In June of 2005, O'Kelly, the highly successful CEO of KPMG, one of the nation's top accounting firms, was given some bone-jarring news. The doctors told him that he had a glioblastoma, a type of cancer that uses glial cells to wage war against the healthy cells in the brain.
And the tumors where doing their work with ruthless efficiency. Neither surgery, nor chemo or radiation, would do much good. His life was just about over, the doctors told him, he had 2, maybe 3 months to live.
"Wow. Is there any way, really, to prepare for the suddenness? To have that tucked-away fear that lives constantly in all of us - that a calamity can happen, technically, at any moment - be transformed, within days or moments, into reality? To have that fear that you can bury at least sometimes, even most of the time, explode into a new state of being that you can't deny for even a second?O'Kelly pursued dying as he did living, with passion, focus, and, true to his Type A personality, a deep-seeded obsession with setting and achieving goals.
It was beyond jarring...I'd been catapulted into the last phase of my life, the one where I was supposed to be wise - wise for my daughters, my grandchildren, those younger than me.
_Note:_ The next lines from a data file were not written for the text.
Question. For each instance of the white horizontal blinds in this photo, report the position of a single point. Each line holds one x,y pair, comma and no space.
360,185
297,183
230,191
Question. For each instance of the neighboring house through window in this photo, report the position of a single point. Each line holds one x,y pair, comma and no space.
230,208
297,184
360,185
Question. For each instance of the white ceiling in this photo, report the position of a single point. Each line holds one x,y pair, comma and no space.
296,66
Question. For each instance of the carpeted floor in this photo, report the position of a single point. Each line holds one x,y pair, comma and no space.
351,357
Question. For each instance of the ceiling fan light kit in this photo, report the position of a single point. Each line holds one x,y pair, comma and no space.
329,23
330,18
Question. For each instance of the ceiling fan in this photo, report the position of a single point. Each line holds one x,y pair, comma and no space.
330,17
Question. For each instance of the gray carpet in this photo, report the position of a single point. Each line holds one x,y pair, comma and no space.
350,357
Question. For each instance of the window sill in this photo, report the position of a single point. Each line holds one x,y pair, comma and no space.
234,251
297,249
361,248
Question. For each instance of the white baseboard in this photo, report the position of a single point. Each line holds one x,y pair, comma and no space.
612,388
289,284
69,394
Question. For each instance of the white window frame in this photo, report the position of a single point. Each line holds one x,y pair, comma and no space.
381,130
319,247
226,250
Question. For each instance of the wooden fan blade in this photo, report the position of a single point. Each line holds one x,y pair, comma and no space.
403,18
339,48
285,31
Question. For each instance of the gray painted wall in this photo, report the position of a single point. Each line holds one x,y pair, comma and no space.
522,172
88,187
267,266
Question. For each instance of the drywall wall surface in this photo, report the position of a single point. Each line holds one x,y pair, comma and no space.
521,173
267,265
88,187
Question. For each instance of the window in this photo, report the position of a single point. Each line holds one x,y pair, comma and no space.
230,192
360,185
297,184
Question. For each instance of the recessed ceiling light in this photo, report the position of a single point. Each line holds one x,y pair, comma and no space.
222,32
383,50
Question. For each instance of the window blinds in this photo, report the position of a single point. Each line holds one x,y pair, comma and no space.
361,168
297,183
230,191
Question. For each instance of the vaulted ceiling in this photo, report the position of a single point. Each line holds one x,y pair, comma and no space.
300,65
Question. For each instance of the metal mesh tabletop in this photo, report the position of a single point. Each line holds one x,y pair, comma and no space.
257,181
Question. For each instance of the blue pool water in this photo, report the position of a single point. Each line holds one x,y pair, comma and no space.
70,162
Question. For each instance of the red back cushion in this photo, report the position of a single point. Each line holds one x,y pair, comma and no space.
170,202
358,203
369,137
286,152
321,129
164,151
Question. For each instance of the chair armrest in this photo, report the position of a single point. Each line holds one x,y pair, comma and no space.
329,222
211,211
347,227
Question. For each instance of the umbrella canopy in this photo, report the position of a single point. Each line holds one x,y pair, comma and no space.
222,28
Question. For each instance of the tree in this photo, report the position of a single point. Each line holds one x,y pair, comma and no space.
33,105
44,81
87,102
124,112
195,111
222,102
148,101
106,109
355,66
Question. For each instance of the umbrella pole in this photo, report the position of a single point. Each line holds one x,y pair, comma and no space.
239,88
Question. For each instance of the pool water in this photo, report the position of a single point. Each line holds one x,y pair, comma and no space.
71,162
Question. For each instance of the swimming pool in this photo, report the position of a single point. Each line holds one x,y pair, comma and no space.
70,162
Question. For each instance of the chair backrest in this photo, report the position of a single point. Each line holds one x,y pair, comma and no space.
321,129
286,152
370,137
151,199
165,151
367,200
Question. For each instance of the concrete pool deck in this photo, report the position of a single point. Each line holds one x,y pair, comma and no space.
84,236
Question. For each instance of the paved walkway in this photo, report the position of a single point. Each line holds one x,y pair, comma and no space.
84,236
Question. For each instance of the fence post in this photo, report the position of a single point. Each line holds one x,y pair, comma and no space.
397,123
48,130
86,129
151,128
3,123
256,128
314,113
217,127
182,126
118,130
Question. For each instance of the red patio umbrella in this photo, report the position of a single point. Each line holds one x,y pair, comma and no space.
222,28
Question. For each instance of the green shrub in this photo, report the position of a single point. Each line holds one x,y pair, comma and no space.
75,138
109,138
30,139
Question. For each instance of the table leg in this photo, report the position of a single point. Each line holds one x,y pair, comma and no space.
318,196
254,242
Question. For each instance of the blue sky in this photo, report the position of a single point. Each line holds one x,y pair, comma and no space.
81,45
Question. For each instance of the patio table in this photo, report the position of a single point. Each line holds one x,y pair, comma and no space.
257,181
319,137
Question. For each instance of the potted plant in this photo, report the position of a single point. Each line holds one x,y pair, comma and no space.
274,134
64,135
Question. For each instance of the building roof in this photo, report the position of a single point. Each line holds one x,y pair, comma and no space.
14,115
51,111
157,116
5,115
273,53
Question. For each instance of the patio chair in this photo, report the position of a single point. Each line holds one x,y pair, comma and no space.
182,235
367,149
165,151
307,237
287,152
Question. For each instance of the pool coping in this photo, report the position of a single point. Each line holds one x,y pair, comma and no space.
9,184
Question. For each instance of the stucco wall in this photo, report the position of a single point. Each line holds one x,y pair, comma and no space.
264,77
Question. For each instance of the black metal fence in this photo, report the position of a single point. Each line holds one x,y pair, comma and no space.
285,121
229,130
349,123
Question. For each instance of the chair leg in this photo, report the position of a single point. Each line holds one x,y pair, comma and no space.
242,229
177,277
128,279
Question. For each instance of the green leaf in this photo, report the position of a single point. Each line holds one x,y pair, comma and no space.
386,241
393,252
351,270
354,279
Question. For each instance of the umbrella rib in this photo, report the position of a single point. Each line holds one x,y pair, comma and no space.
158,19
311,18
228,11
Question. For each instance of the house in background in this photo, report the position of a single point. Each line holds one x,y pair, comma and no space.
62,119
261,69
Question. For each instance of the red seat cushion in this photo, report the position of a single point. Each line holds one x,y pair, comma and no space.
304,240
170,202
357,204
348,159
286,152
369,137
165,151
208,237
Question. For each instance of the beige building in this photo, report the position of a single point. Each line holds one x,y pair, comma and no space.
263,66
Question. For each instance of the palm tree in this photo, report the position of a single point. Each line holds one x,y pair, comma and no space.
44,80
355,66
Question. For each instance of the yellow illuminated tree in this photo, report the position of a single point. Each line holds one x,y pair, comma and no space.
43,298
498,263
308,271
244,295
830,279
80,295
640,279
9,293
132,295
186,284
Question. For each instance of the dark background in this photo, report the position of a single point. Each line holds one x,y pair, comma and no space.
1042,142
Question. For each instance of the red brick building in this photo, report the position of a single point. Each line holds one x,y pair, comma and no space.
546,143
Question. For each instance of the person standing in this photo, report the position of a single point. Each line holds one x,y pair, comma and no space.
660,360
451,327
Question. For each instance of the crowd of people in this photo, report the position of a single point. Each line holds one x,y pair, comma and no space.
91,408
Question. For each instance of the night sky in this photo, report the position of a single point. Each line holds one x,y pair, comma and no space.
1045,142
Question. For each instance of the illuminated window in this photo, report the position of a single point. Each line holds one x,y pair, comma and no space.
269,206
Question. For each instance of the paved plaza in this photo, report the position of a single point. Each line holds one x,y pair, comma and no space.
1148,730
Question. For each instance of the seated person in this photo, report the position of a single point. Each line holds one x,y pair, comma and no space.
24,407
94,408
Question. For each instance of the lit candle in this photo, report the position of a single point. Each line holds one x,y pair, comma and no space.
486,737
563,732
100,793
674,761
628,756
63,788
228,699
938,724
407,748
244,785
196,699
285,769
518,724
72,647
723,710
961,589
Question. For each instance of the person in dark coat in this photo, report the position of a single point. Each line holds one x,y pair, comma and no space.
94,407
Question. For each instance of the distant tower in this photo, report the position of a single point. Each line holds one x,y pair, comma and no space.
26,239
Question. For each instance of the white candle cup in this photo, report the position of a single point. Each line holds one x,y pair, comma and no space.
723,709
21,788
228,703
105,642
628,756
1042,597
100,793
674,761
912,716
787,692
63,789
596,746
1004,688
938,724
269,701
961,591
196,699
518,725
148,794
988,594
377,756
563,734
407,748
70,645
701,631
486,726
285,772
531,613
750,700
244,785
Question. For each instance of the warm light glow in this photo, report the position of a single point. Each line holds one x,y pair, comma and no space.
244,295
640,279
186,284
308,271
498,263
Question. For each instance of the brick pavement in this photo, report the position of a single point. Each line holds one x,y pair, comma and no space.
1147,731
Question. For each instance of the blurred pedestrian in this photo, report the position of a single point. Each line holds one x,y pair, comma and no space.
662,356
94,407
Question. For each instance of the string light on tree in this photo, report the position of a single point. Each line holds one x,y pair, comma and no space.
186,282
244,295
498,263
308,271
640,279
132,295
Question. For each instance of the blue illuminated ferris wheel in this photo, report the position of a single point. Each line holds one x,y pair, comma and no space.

Except I'd missed a key stretch of life and still had a lot to learn.
But that was where I was. And if I was going to be of any use to my daughters, especially Gina, and to my friends and colleagues, and to Corinne, whose preternatural wisdom I'd relied on for so long, I had better get used to where I was fast."
He went immediately to work. The book documents the process of his "unwindings" and his struggle to stay clear and level-headed while fighting the ravages of his disease.
But despite the struggles, he insists that his diagnosis was actually a blessing. He was lucky in that his tumors did their work without inflicting much pain. And he adds that his sense of what's truly important and the importance of savoring perfect moments was heightened to levels most people are unable to achieve in life.
He sometimes pauses, though, to wish he had spent more days with his wife Corinne chasing daylight out on a beautiful golf course, or spent more time creating and savoring perfect moments in everyday life.
"I was just too caught up in my fast-paced, high-pressure life to ever get at the sublimeness that was embedded in them," he writes.
But ultimately, O'Kelly was succesful in meeting most of his goals during his transition. Although he went about it with an accountant's sense of focus and strict discipline, it ultimately allowed him to inject meaning into the process and create peace and a sense of closure.
Although he died in September of 2005 without finishing the book (his wife wrote the last chapter) he left this world at peace knowing he had done everything he could do. He slipped away gently on September 10th.
It's not easy to think about the end, it's much, much easier to avoid "tucked-away fears", but I think it's crucial for us to STOP and reflect on how we're living today. Eugene O'Kelly died at peace because he didn't have any great regrets and what others might have seen as a curse he saw as a gift. Wow! There's amazing lesson in that for all of us.
He accepted responsibility for his condition without lament, and did the best to live out his remaining days with love and dignity.
I highly recommend that you read this book. It's Eugene O'Kelly's gift to all of us.